Make sure to be particularly pernickety about your mise-en-place for this. Even attempting to be rigorous, I had a few things that I needed to dash and find. Line the tin generously with parchment and clingfilm as you’ll need to grasp it to lever the glorious slab out when it’s set.

Equipment

  • deep 32.5 x 23-centimeter baking pan – I used a roasting tray
  • clingfilm and parchment for lining it
  • Either spray oil or oil plus a pastry brush – which I used instead of the suggested vegetable shortening in the original recipe
  • a medium heatproof bowl for the gelatin, which fits on Saucepan B as below
  • 1st small saucepan to melt the sugars mixture – Saucepan A
  • 2nd small saucepan to act as a bain marie – Saucepan B
  • measuring cups  (two sets might be useful)
  • stand mixer with whisk attachment fitted
  • heatproof spatulas – I like these as they fit in small size measuring cups
  • sugar thermometer
  • offset spatula
  • sieve or sifter
  • sharp knife, or for ghosts –
  • shaped cookie cutters, toothpicks, black food colouring

Ingredients

  • 8 sheets of gelatin
  • 2 cups of granulated sugar
  • 2 x ½ cups of light corn syrup (which I got in Selfridges but you could use Golden Syrup)
  • ½ cup water
  • 2 tsp vanilla extract
  • pinch of salt
  • icing sugar and cornflour mixed together 2:1 for dusting

Method 

  1. Generously line the tin with clingfilm, followed by parchment and either use spray oil to grease, or brush the parchment with oil using a pastry brush.
  2. Leave the gelatin in a bowl of cold water to soften (make sure the bowl you use will fit snugly on top of Saucepan B in double-boiler fashion for later).
  3. In Saucepan A, stir together ½ cup of corn syrup, ½ cup of water and all the sugar. Don’t splash it up the sides and make the pan is deep enough to accommodate your sugar thermometer’s bulb! (I had to change pans).
  4. Put the other ½ cup of corn syrup in the stand mixer.
  5. When Saucepan B’s water is boiling: get the bowl and drain and wring out the gelatin sheets, then put them back in the bowl and place it on top of Saucepan B. Stir with the spatula til completely melted (it looks quite odd and just when you think it will never melt…)
  6. Pour that gelatin into the stand mixer with the corn syrup and start whisking on low.
  7. Skip promptly back to Saucepan A and take it off the heat at “Soft Ball” stage, about 235F. Bring to the mixer, turn the speed to medium then very carefully pour the contents of Saucepan A into the mixer bowl. Then turn the speed to medium/high for five minutes until you see it majestically fluff and expand.
  8. Quickly add the vanilla and salt, then give it another minute on high.
  9. Make sure your pan is ready beside you and pour the marshmallow in and spread out. Use the spatula if you must but gently tilting the tin works too.
  10. Sprinkle the top with sugar.  Leave for at least six hours or overnight before attempting to cut it.

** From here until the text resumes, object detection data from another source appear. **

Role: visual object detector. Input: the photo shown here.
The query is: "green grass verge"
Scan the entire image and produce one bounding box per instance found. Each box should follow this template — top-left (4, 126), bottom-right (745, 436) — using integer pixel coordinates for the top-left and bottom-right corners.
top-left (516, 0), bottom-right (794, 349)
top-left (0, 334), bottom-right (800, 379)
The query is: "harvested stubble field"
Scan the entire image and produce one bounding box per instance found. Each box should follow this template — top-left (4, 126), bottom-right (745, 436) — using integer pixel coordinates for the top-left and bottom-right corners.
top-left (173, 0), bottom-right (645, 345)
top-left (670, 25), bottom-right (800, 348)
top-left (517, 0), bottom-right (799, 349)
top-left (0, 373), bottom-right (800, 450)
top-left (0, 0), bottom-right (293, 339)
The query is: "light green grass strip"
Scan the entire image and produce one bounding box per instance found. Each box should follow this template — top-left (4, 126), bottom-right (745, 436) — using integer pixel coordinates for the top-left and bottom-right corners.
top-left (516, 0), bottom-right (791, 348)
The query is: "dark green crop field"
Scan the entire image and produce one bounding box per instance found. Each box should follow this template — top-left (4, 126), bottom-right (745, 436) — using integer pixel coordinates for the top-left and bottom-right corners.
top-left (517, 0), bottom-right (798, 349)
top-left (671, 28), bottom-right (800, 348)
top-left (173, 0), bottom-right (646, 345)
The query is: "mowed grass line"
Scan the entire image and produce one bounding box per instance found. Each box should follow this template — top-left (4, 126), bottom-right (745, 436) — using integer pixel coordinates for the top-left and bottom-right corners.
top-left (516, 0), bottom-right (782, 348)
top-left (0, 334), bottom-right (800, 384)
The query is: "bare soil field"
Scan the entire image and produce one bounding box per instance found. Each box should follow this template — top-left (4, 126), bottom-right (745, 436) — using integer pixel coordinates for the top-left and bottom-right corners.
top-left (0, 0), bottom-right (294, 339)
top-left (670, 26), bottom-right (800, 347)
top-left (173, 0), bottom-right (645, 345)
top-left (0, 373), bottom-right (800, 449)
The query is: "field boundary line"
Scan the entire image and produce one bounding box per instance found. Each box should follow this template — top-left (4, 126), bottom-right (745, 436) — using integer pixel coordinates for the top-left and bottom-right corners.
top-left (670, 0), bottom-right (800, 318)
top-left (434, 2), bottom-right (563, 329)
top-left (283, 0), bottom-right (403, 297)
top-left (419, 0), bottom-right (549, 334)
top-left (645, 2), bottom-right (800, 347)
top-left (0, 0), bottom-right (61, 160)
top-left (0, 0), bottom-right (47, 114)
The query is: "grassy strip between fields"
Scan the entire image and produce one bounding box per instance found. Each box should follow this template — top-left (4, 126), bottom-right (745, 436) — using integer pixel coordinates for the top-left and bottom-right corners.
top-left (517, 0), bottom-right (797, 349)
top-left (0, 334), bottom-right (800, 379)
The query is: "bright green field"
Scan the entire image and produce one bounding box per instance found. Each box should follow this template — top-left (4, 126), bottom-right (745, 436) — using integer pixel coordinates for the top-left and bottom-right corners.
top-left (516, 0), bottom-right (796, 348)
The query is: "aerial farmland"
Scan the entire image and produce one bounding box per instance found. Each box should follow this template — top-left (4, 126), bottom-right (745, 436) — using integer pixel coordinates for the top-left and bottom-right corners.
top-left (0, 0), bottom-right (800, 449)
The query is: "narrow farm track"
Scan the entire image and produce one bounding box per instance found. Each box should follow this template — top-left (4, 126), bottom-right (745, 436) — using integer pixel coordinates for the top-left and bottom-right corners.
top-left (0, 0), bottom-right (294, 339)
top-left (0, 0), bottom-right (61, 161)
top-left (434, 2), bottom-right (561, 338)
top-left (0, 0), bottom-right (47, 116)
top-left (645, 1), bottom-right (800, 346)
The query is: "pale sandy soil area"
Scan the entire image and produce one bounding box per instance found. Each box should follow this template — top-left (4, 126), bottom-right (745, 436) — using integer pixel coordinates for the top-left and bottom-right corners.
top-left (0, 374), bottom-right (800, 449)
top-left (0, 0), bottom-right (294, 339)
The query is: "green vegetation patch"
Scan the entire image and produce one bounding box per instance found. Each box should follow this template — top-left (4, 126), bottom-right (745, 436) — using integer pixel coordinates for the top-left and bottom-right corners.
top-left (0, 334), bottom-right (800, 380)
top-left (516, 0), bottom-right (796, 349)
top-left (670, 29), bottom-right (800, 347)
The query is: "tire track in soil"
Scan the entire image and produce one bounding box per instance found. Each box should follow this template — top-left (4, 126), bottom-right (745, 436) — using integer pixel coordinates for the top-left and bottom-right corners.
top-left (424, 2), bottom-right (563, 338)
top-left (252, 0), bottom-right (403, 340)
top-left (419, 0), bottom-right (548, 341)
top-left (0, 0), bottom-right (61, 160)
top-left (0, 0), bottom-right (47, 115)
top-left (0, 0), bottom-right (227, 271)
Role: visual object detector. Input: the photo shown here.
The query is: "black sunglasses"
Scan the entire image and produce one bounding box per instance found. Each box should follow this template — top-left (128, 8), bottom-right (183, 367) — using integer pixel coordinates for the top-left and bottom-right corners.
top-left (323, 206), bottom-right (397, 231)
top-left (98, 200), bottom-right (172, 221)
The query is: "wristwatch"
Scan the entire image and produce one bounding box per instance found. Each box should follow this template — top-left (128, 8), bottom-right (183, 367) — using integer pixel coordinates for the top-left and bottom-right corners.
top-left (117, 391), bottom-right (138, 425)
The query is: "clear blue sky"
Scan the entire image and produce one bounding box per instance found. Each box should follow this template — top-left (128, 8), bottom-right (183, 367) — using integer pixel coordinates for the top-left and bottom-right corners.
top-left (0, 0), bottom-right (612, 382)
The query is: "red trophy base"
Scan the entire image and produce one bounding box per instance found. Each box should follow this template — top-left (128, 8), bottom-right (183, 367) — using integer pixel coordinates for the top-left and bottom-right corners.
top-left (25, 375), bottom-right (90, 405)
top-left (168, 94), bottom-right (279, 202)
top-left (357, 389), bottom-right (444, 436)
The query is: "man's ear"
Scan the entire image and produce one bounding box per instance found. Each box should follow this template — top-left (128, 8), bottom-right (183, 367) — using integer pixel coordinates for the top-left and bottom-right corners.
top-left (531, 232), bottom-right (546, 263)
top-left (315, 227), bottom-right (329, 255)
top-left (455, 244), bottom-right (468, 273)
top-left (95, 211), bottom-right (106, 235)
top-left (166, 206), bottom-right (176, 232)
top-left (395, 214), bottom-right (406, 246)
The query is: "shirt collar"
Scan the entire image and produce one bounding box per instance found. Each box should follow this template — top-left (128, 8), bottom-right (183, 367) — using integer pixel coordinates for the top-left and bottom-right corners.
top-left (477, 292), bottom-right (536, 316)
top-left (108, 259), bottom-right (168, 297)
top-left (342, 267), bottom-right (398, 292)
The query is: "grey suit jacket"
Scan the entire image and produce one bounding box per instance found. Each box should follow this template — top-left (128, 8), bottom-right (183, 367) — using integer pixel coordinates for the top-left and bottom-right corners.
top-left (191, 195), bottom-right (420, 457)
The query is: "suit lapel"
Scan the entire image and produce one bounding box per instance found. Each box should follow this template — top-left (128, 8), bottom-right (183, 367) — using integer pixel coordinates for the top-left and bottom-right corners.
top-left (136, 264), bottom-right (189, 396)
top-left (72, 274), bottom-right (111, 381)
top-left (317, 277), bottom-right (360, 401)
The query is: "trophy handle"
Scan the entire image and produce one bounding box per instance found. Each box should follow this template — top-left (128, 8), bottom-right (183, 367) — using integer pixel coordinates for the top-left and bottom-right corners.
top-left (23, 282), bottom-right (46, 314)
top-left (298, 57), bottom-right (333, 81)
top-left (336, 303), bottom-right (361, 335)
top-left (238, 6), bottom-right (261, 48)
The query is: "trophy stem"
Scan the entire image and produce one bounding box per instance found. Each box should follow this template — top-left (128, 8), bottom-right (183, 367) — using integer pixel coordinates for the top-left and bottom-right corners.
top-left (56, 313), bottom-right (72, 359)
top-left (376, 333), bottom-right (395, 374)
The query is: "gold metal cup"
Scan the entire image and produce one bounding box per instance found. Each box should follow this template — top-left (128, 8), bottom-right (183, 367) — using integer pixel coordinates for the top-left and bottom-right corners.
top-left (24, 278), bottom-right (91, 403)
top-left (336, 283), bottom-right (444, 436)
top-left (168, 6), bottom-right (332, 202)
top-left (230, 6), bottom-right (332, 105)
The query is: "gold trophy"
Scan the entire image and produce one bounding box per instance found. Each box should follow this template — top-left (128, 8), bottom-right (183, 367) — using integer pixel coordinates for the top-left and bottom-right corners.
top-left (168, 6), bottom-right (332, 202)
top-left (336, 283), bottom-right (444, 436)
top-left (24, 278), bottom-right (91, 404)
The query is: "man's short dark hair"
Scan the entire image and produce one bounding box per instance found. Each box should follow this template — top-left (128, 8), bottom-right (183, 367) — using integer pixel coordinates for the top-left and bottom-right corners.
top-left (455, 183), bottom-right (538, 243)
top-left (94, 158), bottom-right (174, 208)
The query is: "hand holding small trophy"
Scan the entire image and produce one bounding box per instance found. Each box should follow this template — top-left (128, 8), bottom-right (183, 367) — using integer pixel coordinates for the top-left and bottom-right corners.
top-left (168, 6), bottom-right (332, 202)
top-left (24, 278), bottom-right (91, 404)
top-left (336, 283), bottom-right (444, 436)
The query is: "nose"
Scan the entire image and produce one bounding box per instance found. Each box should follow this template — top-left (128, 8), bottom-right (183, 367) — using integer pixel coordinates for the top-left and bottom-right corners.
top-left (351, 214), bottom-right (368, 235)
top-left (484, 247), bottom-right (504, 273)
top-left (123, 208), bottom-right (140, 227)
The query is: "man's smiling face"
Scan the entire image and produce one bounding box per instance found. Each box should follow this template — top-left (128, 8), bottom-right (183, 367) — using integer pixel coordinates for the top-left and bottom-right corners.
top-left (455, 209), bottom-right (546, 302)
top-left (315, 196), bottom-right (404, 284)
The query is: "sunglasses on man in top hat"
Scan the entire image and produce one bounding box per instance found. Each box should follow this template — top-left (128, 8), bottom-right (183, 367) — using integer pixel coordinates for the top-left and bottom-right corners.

  11. Lift it out of the tin by grabbing the parchment. Flip it over using another board so you can also sugar the bottom. Either cut into large squares or use cookie cutters to cut specific shapes if you like. Toss them in the sugar and cornflour mix to coat them and minimize sticky fingers!
  12. If using ghost cutters, Draw on their expressions using a toothpick dipped in black food colouring. Then chop the remaining marshmallow into small mini pieces to use as a baking ingredient or scatter over icecream.  Store in an airtight tin, good for a week. Or get the hot chocolate ready…

I would say that while it’s not complex to make marshmallows, a stand mixer does make it easier and you have a lot of steps to get through at once, around the critical sugar-boiling stage. Also – hell of a lot of washing up, of sticky gloopy things. But I do think it’s worth it.